MEDFORD -- In Jackson County alone, there are more than 400 children in foster care, and that number is growing.

Penny Esser is a social service specialist with the Department of Human Services. She said in her 20-plus years with the department, the demand for foster homes continues to rise.

"As soon as we're able to certify a new foster parent they get a placement. So then they're not available and it's like a never ending story. So we're looking to certify people and have enough that we can make really good matches," Esser said.

The recruiter said this continuous cycle has led to a critical shortage, and foster children sometimes don't have a place to stay.

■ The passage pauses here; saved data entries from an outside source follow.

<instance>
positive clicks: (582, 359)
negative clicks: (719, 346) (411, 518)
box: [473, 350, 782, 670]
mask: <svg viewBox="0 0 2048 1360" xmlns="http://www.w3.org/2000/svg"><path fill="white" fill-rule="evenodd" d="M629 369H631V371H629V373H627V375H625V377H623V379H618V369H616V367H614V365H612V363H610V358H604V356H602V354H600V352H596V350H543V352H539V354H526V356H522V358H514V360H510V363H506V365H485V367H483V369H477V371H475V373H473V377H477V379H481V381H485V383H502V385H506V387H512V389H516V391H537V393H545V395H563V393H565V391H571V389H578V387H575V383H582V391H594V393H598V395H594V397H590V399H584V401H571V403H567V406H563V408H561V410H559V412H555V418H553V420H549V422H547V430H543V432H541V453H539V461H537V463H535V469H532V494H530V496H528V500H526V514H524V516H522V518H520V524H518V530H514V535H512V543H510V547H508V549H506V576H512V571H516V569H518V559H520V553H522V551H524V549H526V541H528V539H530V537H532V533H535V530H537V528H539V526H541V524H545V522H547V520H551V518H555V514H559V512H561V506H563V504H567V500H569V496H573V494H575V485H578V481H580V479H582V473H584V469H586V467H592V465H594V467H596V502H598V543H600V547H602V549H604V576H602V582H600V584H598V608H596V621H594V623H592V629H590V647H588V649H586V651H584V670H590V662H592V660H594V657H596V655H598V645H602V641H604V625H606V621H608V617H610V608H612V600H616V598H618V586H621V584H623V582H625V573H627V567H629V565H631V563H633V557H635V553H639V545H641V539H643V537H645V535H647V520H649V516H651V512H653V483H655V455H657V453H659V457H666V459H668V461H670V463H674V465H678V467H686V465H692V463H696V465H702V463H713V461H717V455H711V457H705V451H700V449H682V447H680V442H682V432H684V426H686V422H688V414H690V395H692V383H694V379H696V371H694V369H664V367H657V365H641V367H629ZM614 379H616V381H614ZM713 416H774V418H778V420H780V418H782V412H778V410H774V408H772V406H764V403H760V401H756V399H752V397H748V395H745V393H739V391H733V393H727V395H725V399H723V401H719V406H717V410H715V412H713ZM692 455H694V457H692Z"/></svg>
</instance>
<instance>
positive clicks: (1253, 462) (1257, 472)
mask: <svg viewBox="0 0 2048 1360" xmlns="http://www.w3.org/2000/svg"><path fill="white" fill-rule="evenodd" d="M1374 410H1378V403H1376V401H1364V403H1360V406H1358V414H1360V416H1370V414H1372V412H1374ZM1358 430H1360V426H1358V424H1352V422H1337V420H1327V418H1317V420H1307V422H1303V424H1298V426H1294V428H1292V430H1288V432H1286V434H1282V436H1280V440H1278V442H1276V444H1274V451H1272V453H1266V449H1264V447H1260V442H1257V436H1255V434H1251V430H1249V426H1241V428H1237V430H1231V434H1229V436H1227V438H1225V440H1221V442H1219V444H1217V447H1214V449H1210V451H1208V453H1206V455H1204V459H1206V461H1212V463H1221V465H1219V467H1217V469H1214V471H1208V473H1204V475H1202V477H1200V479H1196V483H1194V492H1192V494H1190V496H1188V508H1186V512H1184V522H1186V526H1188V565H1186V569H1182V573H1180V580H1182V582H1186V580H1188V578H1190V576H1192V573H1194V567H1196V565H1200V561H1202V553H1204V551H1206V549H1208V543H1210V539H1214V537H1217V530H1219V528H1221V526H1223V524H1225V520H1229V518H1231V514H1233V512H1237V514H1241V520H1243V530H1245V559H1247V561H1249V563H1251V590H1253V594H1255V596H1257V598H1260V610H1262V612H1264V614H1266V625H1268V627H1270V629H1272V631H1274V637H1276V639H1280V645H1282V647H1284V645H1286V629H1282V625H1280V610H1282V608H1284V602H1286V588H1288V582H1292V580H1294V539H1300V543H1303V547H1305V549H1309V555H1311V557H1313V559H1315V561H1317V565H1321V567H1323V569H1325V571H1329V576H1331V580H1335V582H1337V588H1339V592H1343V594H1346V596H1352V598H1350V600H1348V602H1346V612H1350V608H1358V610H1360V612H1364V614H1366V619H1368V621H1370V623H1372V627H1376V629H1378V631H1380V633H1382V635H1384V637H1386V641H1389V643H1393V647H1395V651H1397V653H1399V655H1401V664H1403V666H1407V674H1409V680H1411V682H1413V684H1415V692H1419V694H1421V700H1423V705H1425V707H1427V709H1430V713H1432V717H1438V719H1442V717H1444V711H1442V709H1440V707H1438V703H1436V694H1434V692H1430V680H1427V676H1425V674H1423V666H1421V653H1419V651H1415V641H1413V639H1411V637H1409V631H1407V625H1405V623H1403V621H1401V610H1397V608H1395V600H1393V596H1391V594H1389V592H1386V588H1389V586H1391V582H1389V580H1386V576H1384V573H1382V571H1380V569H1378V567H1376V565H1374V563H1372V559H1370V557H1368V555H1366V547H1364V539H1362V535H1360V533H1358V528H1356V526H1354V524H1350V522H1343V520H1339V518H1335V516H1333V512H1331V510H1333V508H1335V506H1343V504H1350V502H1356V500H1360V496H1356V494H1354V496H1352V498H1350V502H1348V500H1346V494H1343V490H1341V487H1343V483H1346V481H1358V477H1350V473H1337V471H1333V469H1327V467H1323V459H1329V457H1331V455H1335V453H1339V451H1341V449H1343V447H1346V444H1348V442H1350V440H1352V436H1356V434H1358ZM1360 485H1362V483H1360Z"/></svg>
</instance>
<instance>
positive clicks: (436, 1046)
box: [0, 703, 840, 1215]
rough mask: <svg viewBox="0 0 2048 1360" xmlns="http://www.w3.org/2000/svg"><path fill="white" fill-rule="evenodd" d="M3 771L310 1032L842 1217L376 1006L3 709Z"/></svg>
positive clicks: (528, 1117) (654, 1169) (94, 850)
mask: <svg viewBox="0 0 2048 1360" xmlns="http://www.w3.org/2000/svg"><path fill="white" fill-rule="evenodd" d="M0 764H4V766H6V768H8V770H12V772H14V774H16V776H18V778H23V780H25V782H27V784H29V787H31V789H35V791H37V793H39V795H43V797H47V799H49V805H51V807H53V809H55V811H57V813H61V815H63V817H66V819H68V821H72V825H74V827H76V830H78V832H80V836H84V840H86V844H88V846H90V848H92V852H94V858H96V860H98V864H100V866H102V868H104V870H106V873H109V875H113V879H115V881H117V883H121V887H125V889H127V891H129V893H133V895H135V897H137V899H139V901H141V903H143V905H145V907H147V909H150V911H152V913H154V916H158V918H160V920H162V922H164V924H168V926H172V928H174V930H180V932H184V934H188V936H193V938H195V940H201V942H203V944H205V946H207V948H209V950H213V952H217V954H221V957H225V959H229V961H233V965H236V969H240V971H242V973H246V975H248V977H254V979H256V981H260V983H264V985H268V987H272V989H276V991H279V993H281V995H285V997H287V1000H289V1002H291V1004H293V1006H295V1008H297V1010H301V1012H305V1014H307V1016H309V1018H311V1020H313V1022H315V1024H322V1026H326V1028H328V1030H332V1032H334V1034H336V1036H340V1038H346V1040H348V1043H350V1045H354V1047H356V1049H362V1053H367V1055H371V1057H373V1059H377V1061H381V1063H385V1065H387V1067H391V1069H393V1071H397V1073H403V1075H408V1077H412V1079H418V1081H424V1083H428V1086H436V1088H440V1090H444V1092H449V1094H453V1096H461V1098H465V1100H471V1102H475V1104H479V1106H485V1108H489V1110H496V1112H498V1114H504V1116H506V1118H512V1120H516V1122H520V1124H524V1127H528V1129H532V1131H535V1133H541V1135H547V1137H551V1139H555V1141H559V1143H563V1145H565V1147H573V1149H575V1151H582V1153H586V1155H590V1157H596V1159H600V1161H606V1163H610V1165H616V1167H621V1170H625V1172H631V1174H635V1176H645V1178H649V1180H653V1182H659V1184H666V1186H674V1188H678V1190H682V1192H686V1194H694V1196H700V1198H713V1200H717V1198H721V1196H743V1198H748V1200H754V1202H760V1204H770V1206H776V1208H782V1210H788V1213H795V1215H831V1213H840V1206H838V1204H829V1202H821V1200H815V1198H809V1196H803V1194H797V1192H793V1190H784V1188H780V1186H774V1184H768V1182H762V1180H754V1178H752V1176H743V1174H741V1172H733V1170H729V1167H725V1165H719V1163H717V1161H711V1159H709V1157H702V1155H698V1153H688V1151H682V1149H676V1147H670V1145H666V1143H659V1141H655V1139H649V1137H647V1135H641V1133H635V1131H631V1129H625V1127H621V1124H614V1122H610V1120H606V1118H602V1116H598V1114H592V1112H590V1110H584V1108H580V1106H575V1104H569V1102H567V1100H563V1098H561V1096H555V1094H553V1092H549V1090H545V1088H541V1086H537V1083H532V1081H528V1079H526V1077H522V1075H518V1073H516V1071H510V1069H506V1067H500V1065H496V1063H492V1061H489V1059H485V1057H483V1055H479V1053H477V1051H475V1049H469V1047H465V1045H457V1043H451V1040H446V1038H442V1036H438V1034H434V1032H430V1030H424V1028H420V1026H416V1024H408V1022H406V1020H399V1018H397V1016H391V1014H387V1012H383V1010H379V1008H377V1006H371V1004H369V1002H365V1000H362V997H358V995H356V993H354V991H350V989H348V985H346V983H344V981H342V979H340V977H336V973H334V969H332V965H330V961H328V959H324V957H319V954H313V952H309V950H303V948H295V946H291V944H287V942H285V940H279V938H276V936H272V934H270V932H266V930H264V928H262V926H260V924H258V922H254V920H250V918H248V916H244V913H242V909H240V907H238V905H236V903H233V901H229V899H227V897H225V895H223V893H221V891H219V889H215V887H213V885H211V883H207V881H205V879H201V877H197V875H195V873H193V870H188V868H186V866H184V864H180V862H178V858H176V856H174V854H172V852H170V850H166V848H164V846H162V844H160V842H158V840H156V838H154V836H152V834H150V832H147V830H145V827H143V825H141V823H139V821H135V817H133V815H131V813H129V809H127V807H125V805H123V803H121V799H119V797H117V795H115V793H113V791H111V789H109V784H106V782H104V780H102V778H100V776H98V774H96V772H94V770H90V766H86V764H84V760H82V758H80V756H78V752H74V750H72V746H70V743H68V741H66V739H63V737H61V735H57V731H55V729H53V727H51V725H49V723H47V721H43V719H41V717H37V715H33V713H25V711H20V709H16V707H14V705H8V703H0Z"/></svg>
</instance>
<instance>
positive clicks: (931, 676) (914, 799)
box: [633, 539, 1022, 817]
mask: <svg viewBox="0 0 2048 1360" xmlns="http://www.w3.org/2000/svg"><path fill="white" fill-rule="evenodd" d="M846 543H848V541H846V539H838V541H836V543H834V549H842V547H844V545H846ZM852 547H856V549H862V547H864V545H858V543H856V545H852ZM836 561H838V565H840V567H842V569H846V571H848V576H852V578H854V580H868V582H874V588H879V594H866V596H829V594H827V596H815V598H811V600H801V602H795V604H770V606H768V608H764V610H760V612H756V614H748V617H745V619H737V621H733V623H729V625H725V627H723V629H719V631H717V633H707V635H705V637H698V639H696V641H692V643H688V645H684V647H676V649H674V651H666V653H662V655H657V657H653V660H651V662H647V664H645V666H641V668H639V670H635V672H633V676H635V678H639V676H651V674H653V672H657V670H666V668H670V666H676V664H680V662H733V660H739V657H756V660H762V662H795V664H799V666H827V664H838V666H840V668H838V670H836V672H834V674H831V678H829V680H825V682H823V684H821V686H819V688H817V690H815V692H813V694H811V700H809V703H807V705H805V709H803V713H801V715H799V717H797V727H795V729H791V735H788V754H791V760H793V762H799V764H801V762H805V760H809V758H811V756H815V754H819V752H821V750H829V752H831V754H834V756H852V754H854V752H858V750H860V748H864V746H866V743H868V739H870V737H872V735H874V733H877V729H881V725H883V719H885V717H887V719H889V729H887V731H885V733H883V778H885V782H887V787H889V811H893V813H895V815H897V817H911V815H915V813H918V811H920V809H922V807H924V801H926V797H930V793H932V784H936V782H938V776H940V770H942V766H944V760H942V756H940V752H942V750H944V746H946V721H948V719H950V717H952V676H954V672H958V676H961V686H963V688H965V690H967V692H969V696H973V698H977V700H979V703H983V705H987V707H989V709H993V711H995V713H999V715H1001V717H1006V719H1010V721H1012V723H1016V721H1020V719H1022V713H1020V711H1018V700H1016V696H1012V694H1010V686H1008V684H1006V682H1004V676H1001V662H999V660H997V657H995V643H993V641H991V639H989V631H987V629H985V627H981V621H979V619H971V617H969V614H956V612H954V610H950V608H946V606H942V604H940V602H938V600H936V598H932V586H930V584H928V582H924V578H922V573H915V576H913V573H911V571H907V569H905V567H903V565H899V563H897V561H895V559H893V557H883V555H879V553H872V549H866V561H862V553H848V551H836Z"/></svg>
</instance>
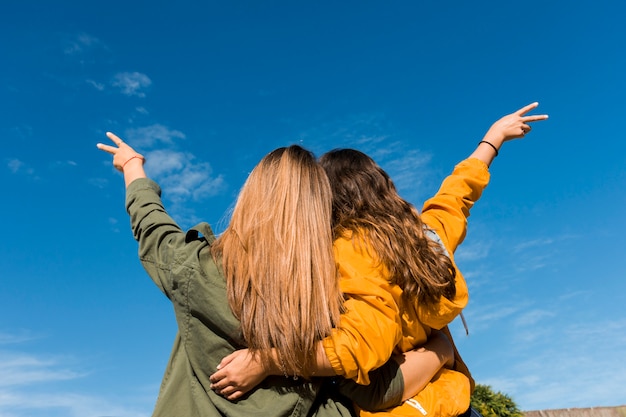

"Unfortunately because we don't have homes that on occasion we've had children stay the night in a hotel with case workers. That's not a good place for kids, they need to be in a home," Esser said.

At DHS, the recruiter said safety is the ultimate goal, which requires working overtime to provide families. Esser promotes in schools and libraries, as well as through meetings and on Facebook.

"If we don't have foster homes, then we can't keep the children safe and in a family setting which is the best for those children," she said.

Once DHS is able to take children out of unsafe homes and find them a new place to stay, the department often sees children change a family history of substance abuse.

"They're teaching them a new way, and the parents too sometimes. A new way of doing things that's better for everybody. And I think that ultimately affects our whole society," Esser said.

Almost 70 percent of foster children are taken out of homes because of a parent's drug or alcohol addiction.